Stan zdrowia 3,5-miesięcznego Denisa z Zabrza, który trafił do szpitala z objawami sugerującymi maltretowanie, jest ciężki, ale stabilny.
Chłopiec przebywa w Górnośląskim Centrum Zdrowia Dziecka w Katowicach-Ligocie. Z kolei w Śląskim Centrum Pediatrii w Zabrzu przebywa jego siostra bliźniaczka, która także trafiła tam z podejrzeniami pobicia. Jak mówi dr Ludwik Stołtny, kierownik Oddziału Anestozjologii i Intensywnej Terapii w Górnośląskim Centrum Zdrowia Dziecka w Katowicach, chłopiec jest nieprzytomny.
Chłopiec, poza jednym krwiakiem na głowie, nie ma innych obrażeń na ciele. Objawy neurologiczne jednak mogą sugerować, że niemowlę ma tzw. zespół dziecka potrząsanego. Jak podkreśla dr Stołtny, przy urazach neurologicznych, na razie trudno mówić o rokowaniach.
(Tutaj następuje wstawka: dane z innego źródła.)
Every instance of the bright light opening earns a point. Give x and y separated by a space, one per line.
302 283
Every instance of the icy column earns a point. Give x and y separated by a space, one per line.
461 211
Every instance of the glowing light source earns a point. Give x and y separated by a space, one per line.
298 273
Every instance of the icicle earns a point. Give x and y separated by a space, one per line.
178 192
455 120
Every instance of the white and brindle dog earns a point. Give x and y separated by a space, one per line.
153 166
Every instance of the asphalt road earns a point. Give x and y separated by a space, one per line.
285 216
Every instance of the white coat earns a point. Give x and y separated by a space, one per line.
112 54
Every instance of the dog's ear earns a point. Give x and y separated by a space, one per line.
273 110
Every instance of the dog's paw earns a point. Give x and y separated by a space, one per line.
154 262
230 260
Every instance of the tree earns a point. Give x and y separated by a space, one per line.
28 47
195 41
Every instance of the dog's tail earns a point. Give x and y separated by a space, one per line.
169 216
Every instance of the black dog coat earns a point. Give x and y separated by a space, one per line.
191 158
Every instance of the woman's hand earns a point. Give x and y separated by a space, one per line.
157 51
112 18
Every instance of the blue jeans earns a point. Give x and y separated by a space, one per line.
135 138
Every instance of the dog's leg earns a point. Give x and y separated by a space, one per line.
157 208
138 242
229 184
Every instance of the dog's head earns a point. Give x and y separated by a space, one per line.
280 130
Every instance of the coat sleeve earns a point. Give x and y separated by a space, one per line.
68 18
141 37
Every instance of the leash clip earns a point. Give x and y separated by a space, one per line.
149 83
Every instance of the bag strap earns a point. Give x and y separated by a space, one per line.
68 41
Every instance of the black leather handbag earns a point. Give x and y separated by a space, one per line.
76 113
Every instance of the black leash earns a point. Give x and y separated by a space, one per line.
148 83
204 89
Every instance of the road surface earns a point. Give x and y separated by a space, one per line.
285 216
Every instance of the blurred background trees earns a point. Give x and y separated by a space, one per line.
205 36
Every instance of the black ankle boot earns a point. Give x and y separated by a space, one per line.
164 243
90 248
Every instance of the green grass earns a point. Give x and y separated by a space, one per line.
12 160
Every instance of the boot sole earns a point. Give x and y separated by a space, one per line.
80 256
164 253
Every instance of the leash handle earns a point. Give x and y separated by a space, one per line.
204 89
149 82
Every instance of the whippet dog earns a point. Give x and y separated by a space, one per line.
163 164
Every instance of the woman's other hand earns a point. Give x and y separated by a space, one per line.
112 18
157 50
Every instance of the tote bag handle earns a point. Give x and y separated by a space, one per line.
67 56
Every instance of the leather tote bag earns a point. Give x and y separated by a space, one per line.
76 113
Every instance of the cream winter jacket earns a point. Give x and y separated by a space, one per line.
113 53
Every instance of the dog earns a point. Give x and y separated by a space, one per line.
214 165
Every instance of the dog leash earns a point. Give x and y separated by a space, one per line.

Decydujące będą najbliższe doby.
Mężczyzna, opiekujący się bliźniakami z Zabrza, które w ciężkim stanie przebywają w szpitalu sam zgłosił się na Policję. Zatrzymano go do wyjaśnień. Teraz funkcjonariusze mają 48 godzin na zebranie wszystkich dowodów, w tym powołanie biegłych, którzy pomogą ustalić przyczyny urazów niemowląt, mówi Marek Wypych, rzecznik zabrzańskiej policji.
Wiadomo, że dzieci przebywały pod opieką ojca i babci.